Michael J Fox, 59, underwent surgery for a ‘rapidly growing, painful’ spinal tumor and ‘had to learn to walk again’ – The Sun

MICHAEL J Fox secretly had surgery to remove a "painful" tumor in his spine in 2018.

The 59-year-old Family Ties actor – who is battling Parkinson's – revealed he spent four months learning how to walk again.

Doctors said Michael's noncancerous tumor – which was causing him "horrible pain" – was "growing rapidly".

"I was heading for paralysis if I didn’t get it operated on,” the father-of-four told People.

The tumor “was constricting the [spinal] cord, so they had to be very careful in removing it so they wouldn’t do further damage,” he explained.

The surgery was successful and Michael went about learning to walk again.

The Back To The Future star then went on holiday with his wife and their kids and returned to New York alone so he could shoot a cameo in a Spike Lee film the next day.

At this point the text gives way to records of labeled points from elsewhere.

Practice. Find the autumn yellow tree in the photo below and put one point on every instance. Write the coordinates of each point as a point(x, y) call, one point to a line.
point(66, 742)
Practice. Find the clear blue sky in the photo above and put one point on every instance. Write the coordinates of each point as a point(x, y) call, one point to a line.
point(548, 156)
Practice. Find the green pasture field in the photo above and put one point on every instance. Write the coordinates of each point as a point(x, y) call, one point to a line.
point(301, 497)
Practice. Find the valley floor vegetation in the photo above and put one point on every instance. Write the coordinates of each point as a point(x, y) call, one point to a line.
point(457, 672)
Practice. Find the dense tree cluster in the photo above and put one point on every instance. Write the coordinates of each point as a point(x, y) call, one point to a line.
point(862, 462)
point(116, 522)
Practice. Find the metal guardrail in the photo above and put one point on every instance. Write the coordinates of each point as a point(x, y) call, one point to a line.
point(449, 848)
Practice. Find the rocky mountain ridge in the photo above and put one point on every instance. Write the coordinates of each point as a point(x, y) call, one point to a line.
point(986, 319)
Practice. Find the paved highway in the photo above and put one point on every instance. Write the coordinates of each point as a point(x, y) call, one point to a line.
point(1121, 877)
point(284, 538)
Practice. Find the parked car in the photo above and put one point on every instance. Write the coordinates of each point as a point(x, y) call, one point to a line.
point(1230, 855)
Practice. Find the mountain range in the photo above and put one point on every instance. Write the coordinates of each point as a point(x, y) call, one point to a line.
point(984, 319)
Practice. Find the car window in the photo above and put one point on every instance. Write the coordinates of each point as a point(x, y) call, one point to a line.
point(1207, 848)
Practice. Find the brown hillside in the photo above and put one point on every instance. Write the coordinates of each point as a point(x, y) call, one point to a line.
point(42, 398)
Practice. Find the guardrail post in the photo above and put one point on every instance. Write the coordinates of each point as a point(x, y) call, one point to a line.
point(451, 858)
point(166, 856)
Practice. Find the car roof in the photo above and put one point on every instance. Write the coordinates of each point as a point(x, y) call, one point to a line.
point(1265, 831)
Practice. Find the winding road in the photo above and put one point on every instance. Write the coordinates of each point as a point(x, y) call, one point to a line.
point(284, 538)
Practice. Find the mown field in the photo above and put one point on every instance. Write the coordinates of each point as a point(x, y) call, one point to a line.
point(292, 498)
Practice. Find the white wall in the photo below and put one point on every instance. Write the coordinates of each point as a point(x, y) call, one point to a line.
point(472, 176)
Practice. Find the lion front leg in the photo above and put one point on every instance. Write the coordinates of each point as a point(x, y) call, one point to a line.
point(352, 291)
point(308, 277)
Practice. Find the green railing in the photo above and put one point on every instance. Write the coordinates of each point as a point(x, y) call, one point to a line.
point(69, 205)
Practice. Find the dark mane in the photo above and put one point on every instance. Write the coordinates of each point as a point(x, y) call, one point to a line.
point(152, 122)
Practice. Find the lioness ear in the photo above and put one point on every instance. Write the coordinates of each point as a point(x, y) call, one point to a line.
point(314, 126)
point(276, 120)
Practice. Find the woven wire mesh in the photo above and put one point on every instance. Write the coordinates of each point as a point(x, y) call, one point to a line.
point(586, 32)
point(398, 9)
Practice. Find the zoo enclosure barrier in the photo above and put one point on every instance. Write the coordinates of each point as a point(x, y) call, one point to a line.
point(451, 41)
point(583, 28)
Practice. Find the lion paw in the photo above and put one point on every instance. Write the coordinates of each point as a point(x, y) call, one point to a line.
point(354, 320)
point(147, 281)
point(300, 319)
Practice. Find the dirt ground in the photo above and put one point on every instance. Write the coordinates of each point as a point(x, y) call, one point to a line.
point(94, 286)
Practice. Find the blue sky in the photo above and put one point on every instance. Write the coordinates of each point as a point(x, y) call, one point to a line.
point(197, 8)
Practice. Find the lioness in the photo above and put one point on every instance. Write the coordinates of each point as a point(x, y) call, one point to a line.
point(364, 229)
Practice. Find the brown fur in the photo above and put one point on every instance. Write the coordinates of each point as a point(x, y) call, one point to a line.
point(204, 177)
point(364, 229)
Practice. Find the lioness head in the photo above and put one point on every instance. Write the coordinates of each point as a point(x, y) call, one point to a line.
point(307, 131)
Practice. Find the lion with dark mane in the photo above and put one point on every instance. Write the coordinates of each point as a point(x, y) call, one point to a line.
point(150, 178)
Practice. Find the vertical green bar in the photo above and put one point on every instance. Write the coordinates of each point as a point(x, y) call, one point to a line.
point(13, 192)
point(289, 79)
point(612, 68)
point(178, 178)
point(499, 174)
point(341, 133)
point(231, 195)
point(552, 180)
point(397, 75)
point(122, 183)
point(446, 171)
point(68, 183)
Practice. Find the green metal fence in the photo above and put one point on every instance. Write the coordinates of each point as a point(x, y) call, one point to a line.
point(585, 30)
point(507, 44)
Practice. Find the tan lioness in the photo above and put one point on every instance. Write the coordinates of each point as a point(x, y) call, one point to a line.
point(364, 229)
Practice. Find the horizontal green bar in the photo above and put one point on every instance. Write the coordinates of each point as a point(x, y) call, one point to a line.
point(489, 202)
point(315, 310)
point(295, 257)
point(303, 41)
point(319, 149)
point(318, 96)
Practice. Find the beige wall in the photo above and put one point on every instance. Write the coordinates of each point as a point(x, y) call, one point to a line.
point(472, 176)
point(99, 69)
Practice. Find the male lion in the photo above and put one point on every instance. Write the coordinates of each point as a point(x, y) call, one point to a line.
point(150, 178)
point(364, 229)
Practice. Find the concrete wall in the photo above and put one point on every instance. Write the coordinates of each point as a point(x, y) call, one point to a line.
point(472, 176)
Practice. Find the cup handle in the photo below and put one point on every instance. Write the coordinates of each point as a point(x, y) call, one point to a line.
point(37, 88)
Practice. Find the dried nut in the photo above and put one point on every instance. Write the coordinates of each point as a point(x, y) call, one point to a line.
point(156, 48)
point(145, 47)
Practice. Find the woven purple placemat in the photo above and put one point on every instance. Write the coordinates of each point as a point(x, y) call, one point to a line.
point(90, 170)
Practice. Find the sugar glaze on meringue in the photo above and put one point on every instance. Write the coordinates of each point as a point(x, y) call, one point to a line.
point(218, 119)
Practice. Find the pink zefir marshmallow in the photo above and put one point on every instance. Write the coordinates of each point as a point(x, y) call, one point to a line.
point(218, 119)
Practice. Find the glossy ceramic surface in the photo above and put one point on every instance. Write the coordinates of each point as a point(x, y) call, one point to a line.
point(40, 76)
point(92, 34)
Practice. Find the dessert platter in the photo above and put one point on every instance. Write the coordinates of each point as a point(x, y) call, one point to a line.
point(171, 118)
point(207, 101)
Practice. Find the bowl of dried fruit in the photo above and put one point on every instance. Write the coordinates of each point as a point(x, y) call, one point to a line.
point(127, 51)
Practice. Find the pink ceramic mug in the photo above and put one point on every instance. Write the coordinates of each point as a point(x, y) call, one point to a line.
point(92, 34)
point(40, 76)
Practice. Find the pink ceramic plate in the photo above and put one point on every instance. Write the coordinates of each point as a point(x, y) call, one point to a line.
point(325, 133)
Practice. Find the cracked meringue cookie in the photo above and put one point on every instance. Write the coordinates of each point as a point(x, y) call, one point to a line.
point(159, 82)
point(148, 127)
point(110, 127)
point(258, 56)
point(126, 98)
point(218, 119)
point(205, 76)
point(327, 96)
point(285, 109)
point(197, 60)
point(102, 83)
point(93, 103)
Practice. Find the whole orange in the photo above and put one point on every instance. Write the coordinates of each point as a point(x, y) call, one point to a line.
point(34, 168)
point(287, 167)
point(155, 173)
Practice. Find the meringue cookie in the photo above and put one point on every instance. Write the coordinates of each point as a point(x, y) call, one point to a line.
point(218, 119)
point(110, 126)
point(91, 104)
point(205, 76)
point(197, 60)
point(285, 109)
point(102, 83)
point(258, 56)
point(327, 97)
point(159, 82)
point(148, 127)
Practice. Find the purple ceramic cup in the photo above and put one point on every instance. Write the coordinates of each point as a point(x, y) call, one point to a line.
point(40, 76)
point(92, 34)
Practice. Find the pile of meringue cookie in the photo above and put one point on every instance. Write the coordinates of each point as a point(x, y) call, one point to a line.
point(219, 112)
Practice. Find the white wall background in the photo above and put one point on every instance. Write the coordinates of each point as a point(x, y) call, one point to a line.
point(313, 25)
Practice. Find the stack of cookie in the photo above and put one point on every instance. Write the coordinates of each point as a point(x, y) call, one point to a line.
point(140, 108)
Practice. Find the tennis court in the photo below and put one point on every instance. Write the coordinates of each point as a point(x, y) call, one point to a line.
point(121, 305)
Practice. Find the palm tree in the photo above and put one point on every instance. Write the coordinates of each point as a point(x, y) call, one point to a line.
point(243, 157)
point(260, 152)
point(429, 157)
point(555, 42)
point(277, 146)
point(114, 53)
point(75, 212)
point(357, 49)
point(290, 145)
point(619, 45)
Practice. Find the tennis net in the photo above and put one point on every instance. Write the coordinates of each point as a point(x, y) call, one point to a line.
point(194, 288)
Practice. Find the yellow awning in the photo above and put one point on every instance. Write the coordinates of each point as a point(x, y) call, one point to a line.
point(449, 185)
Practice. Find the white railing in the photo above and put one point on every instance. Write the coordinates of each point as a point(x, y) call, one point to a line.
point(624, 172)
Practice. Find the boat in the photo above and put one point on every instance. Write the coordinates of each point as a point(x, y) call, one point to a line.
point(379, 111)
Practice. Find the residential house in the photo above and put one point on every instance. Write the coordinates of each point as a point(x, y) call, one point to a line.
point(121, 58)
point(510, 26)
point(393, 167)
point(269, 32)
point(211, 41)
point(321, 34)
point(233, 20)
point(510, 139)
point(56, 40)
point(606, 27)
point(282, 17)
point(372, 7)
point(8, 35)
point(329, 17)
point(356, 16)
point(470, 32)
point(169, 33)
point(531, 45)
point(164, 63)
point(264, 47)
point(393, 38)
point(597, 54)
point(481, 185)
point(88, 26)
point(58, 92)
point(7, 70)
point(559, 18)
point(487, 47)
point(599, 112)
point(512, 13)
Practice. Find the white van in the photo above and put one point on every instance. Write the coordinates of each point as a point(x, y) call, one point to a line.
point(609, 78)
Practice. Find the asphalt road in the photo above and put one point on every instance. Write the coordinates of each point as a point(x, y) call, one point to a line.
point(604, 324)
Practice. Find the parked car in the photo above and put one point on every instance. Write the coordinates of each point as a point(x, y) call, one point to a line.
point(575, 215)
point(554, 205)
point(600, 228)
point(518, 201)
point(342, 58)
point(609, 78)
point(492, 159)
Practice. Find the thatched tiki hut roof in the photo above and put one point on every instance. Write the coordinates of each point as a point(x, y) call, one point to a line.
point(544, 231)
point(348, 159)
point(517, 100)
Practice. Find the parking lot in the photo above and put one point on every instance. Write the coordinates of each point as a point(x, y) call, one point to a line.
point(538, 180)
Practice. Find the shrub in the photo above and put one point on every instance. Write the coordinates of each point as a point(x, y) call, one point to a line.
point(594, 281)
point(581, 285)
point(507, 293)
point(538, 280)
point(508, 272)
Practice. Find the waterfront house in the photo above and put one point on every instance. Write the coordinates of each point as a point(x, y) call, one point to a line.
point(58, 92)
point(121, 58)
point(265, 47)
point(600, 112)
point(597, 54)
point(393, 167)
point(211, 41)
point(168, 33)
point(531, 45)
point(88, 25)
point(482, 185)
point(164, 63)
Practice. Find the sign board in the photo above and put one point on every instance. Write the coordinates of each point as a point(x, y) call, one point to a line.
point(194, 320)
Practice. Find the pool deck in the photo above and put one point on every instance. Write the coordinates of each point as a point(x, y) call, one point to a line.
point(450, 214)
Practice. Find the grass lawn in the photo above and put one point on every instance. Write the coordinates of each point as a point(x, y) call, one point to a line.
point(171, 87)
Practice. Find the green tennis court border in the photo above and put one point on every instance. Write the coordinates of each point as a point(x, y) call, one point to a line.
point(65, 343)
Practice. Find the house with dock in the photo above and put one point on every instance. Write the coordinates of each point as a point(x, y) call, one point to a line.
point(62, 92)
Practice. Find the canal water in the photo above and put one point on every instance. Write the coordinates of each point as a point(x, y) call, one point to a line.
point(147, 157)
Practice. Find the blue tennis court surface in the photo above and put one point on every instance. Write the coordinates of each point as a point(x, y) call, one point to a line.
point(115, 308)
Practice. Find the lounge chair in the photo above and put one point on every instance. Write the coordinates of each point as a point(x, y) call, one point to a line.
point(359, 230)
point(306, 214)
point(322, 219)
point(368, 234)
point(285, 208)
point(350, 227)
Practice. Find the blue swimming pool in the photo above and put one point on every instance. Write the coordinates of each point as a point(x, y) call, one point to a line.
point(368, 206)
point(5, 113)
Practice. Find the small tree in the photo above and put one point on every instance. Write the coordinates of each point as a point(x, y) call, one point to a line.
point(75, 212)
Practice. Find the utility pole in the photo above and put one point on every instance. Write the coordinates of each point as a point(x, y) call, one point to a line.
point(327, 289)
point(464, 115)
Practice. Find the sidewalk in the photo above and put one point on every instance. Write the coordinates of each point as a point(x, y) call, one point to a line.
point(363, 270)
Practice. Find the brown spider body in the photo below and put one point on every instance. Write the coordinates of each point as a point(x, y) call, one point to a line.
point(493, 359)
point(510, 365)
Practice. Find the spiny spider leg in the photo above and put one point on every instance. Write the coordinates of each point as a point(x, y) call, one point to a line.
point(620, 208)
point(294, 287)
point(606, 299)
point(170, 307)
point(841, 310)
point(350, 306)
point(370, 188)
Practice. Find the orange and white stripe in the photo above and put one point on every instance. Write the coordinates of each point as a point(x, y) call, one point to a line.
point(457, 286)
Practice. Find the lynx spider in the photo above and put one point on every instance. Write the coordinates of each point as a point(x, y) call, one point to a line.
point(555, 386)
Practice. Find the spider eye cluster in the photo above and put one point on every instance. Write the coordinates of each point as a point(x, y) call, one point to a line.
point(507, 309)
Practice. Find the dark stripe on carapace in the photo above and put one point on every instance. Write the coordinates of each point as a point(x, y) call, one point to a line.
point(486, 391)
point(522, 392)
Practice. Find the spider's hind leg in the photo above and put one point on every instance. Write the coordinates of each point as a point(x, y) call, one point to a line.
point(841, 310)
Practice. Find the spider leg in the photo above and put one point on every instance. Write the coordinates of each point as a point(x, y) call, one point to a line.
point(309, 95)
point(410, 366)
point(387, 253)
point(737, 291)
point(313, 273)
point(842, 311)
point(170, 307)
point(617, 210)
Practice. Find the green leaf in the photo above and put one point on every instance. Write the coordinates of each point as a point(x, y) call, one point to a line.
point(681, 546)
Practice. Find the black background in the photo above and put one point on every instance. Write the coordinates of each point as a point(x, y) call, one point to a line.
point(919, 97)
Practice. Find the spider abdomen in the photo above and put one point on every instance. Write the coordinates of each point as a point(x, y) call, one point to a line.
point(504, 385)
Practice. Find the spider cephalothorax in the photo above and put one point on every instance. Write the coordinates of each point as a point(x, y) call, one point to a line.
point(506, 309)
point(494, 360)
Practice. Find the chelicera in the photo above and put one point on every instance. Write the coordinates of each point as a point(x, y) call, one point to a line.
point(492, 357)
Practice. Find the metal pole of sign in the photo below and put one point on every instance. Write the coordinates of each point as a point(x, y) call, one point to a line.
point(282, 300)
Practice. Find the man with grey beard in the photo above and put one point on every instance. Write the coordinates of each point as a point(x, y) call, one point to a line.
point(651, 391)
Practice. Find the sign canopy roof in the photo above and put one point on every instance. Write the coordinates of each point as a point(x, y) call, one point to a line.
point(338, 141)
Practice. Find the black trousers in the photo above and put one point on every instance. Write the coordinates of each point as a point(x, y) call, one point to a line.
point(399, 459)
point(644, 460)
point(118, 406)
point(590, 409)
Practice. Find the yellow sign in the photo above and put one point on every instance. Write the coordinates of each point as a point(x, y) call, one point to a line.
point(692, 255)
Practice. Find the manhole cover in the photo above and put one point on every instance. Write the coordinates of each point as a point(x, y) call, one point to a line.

However, things went from bad to worse as the next morning, Michael fell in his kitchen and broke his arm.

“That was definitely my darkest moment,” the actor said.

“I just snapped. I was leaning against the wall in my kitchen, waiting for the ambulance to come, and I felt like, ‘This is as low as it gets for me.’"

Michael – who was been praised for his optimistic outlook on his health since going public with his Parkinson's diagnosis in 1998 – said he felt there was no way to look on "the bright side".

He recalled: "It was when I questioned everything. Like, 'I can't put a shiny face on this. There's no bright side to this, no upside. This is just all regret and pain.'"

The Good Wife star was able to regain his positive mentality while watching TV reruns – particularly of '70s game shows – while recovering in bed for long periods of time.

He said the key to getting his optimistic perspective back is optimism and gratitude.

Michael, who will turn 60 next June, said he now has a "60-year-old man’s optimism” and is focusing his time on his family.

The Designated Survivor star married Tracy Pollan in 1988 and they share son Sam, 31, twins Aquinnah and Schuyler, both 25, and daughter Esmé, 19.

He was diagnosed with the onset of Parkinson's – a long-term degenerative disorder of the nervous system – in 1991 aged 29, but kept his condition secret for seven years.

He was told by doctors at the time that he only had ten years of working left before his condition would have deteriorated too much.